An investor and analyst briefing will be held on 19 February 2025 at 10am Melbourne time to discuss the 1H25 results. The briefing will be webcast and accessible via the link below. Once pre-registered, you will be invited to add the Webcast to your calendar.

https://webcast.openbriefing.com/hsn-hyr-2025/

 

For further information: Investor and analyst enquiries

Peter Beamsley. Head of Investor Relations

+61 438 799 631

Investor.Relations@hansencx.com

 

About Hansen

Hansen Technologies (ASX: HSN) is a leading global provider of software and services to the Energy & Utilities and Communications & Media industries. With its award-winning software portfolio, Hansen serves customers in over 80 countries, helping them to create, sell, and deliver new products and services, manage and analyse customer data, and control critical revenue management and customer support processes.

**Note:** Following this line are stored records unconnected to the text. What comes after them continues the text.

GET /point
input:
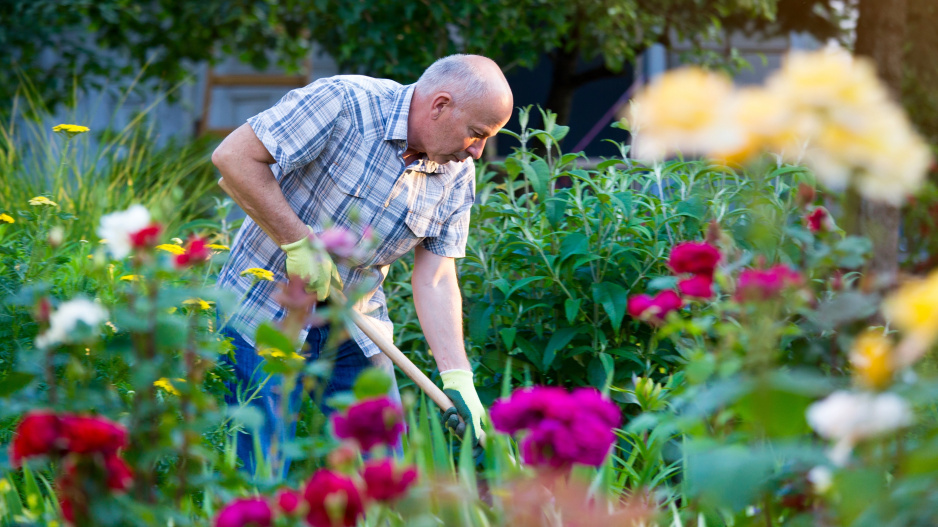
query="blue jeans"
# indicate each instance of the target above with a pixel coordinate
(251, 389)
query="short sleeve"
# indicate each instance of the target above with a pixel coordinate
(451, 242)
(296, 129)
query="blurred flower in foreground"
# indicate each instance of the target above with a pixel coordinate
(764, 284)
(117, 229)
(688, 110)
(74, 321)
(39, 201)
(871, 357)
(334, 500)
(244, 512)
(370, 422)
(849, 417)
(258, 273)
(564, 428)
(385, 481)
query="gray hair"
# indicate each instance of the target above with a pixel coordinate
(456, 74)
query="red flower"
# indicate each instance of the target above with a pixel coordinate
(289, 501)
(245, 512)
(759, 284)
(654, 308)
(334, 500)
(700, 286)
(145, 237)
(39, 433)
(385, 482)
(370, 422)
(196, 253)
(84, 434)
(694, 258)
(818, 220)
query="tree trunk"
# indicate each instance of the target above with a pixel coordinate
(880, 36)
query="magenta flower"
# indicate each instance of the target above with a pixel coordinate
(654, 308)
(763, 284)
(700, 286)
(245, 512)
(559, 423)
(370, 422)
(385, 482)
(334, 500)
(818, 220)
(698, 258)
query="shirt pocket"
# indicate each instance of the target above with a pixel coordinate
(346, 166)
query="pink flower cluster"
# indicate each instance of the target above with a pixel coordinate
(564, 428)
(330, 499)
(86, 444)
(370, 422)
(699, 260)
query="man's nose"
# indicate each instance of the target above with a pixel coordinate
(476, 149)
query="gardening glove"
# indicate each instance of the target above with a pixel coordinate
(315, 267)
(457, 385)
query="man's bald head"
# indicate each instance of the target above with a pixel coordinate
(468, 77)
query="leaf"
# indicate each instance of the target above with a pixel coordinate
(371, 383)
(479, 321)
(572, 308)
(614, 300)
(573, 243)
(268, 336)
(557, 341)
(14, 382)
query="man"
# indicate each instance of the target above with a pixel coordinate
(400, 159)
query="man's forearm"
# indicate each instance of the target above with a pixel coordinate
(439, 308)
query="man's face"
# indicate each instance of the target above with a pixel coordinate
(460, 131)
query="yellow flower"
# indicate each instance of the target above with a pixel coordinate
(171, 248)
(42, 200)
(257, 272)
(166, 385)
(872, 360)
(687, 110)
(203, 304)
(70, 129)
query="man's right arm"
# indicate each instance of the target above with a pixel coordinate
(244, 164)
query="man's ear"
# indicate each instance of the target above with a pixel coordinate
(441, 101)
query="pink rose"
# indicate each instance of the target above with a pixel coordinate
(245, 512)
(334, 500)
(700, 286)
(385, 482)
(370, 422)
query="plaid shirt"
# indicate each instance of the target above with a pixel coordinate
(337, 145)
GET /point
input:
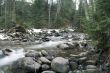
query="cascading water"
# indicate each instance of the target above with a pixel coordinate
(14, 56)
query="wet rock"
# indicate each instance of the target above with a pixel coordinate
(91, 71)
(48, 72)
(45, 67)
(50, 58)
(63, 46)
(44, 60)
(91, 67)
(60, 64)
(2, 72)
(44, 53)
(83, 54)
(90, 62)
(33, 53)
(70, 72)
(82, 60)
(7, 51)
(30, 65)
(73, 65)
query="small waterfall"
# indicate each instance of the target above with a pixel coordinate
(14, 56)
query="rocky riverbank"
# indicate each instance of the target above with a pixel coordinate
(48, 51)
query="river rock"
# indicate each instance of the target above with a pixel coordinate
(34, 54)
(91, 71)
(44, 53)
(63, 46)
(7, 51)
(48, 72)
(70, 72)
(73, 65)
(44, 60)
(30, 65)
(50, 58)
(91, 67)
(90, 62)
(60, 64)
(45, 67)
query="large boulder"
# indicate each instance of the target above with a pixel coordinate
(91, 67)
(32, 53)
(7, 51)
(44, 60)
(45, 67)
(60, 64)
(91, 71)
(48, 72)
(44, 53)
(30, 65)
(73, 65)
(63, 46)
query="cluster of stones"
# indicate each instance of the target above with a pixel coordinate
(43, 62)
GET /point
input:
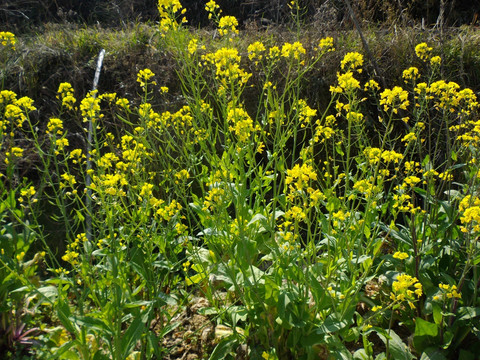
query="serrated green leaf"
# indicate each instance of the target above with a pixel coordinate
(397, 348)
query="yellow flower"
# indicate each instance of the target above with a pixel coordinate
(346, 82)
(90, 106)
(371, 84)
(182, 175)
(409, 138)
(144, 76)
(400, 255)
(423, 51)
(410, 74)
(326, 44)
(391, 156)
(352, 61)
(435, 61)
(8, 39)
(65, 93)
(401, 289)
(54, 125)
(394, 99)
(211, 7)
(241, 124)
(296, 50)
(300, 176)
(255, 51)
(227, 24)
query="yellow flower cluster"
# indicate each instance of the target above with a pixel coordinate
(371, 84)
(90, 107)
(448, 291)
(256, 51)
(55, 126)
(326, 44)
(213, 199)
(394, 99)
(470, 219)
(352, 61)
(401, 289)
(410, 74)
(374, 155)
(324, 131)
(299, 177)
(305, 113)
(12, 154)
(144, 76)
(346, 83)
(227, 25)
(400, 255)
(295, 50)
(182, 176)
(27, 194)
(367, 187)
(423, 51)
(8, 39)
(211, 7)
(65, 93)
(241, 124)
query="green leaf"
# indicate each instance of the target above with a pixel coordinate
(425, 328)
(425, 334)
(64, 314)
(94, 324)
(433, 353)
(333, 323)
(466, 313)
(396, 346)
(132, 335)
(437, 313)
(224, 347)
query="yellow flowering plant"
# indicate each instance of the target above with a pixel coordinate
(305, 227)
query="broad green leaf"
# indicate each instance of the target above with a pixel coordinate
(64, 314)
(425, 334)
(333, 323)
(397, 348)
(466, 313)
(132, 335)
(433, 353)
(94, 324)
(437, 314)
(223, 348)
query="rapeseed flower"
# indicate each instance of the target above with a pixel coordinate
(299, 177)
(211, 7)
(65, 92)
(55, 125)
(326, 44)
(144, 76)
(227, 25)
(295, 50)
(8, 39)
(423, 51)
(371, 84)
(410, 74)
(400, 255)
(394, 99)
(352, 61)
(402, 289)
(255, 51)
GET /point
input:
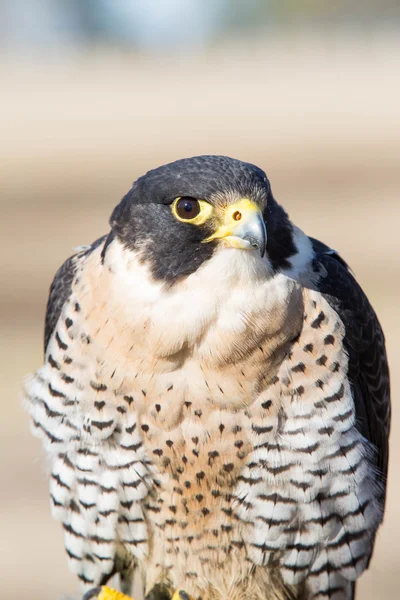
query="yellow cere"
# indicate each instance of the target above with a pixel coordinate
(205, 213)
(110, 594)
(234, 216)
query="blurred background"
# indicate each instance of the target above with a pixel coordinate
(96, 92)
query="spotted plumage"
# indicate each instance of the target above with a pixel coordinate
(215, 417)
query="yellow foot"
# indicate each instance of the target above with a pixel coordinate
(181, 595)
(105, 593)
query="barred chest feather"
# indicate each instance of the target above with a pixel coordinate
(207, 431)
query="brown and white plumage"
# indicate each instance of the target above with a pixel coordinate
(221, 426)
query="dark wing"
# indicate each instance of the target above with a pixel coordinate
(60, 288)
(365, 344)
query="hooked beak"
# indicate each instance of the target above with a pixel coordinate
(243, 227)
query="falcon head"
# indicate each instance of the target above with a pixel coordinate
(179, 215)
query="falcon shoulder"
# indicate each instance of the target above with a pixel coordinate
(60, 288)
(365, 344)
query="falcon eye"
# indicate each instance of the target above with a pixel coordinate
(187, 208)
(191, 210)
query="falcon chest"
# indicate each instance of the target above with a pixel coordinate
(196, 362)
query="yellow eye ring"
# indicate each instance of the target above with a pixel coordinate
(190, 210)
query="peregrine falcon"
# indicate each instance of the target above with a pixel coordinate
(214, 399)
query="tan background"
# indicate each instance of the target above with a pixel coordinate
(319, 114)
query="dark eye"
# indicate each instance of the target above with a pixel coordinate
(187, 208)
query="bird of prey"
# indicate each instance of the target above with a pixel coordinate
(214, 398)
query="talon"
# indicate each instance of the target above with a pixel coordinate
(105, 593)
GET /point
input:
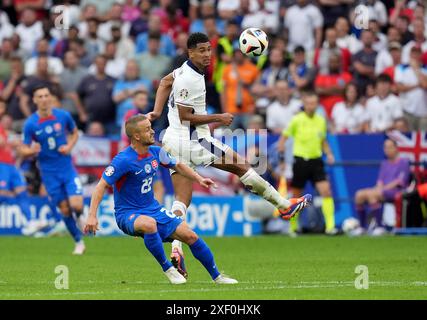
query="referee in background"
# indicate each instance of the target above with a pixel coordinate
(309, 130)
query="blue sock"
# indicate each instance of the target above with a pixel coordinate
(72, 228)
(201, 252)
(154, 244)
(55, 213)
(24, 203)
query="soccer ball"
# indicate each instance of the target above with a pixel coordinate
(253, 42)
(350, 224)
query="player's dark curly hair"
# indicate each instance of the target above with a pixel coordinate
(196, 38)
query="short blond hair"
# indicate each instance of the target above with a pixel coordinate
(132, 124)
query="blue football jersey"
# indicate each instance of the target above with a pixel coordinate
(51, 133)
(131, 176)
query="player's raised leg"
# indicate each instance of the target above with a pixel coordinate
(201, 252)
(234, 163)
(179, 208)
(147, 226)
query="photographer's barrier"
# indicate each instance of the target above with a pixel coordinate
(213, 216)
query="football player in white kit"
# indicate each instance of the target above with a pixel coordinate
(188, 138)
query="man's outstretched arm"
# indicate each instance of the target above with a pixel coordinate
(92, 221)
(162, 95)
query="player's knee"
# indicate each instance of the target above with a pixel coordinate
(148, 226)
(65, 210)
(77, 207)
(190, 237)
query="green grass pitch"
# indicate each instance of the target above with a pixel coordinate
(268, 267)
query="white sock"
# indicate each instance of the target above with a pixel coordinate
(177, 244)
(181, 207)
(256, 184)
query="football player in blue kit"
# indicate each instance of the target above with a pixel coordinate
(50, 134)
(138, 213)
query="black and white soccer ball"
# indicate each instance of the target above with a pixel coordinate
(253, 42)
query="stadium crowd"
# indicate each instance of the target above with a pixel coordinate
(103, 61)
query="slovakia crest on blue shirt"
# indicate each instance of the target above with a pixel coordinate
(154, 164)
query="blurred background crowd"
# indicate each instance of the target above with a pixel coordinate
(104, 60)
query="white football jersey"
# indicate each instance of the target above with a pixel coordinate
(188, 90)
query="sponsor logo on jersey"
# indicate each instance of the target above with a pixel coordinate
(48, 129)
(183, 94)
(109, 171)
(154, 164)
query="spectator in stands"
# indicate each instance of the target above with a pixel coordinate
(131, 11)
(364, 62)
(124, 90)
(348, 116)
(228, 9)
(420, 40)
(12, 92)
(55, 65)
(377, 11)
(332, 10)
(6, 52)
(283, 108)
(7, 29)
(139, 105)
(114, 19)
(308, 130)
(380, 41)
(95, 129)
(174, 22)
(140, 25)
(206, 9)
(70, 79)
(402, 125)
(125, 46)
(263, 18)
(167, 46)
(264, 88)
(402, 25)
(384, 58)
(238, 77)
(393, 178)
(93, 44)
(153, 65)
(115, 66)
(29, 30)
(101, 7)
(224, 52)
(396, 54)
(181, 52)
(330, 47)
(63, 45)
(384, 108)
(344, 39)
(301, 76)
(88, 12)
(95, 91)
(304, 23)
(330, 86)
(42, 77)
(411, 83)
(78, 47)
(17, 50)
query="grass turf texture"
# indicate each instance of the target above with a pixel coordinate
(267, 267)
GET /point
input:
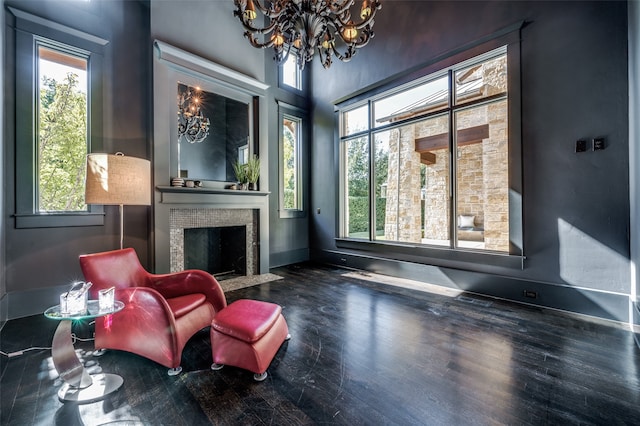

For more information, visit www.hansencx.com

 

Important Information

This announcement contains forward-looking statements that involve subjective judgement and analysis and are subject to significant uncertainties, risks and contingencies, many of which are outside the control of, and are unknown to the Company. These forward-looking statements use words such as ‘potential’, ‘expect’, ‘anticipate’, ‘intend’, ‘plan’, ‘target’ and ‘may’, and other words of similar meaning. No representation, warranty or assurance (express or implied) is given or made in relation to any forward-looking statement by any person (including the Company). Actual future events may vary materially from the forward-looking statements and the assumptions on which the forward-looking statements are based. Given these uncertainties, readers are cautioned not to place undue reliance on such forward-looking statements. Subject to the Company’s continuous disclosure obligations at law and under the listing rules of the Australian Securities Exchange, the Company disclaims any obligation to update or revise any forward-looking statements. The factors that may affect the Company’s future performance include, among others: changes in economic conditions; changes in the legal and regulatory regimes in which the Company operates; litigation or government investigations; competitive developments affecting our products; changes in behaviour of major customers, suppliers and competitors; acquisitions and divestitures; the success of research and development activities and the Company’s ability to protect its intellectual property.

[1] Cash EBITDA is Underlying EBITDA excluding capitalised development costs.
[2] Cash EBITDA is Underlying EBITDA excluding capitalised development costs.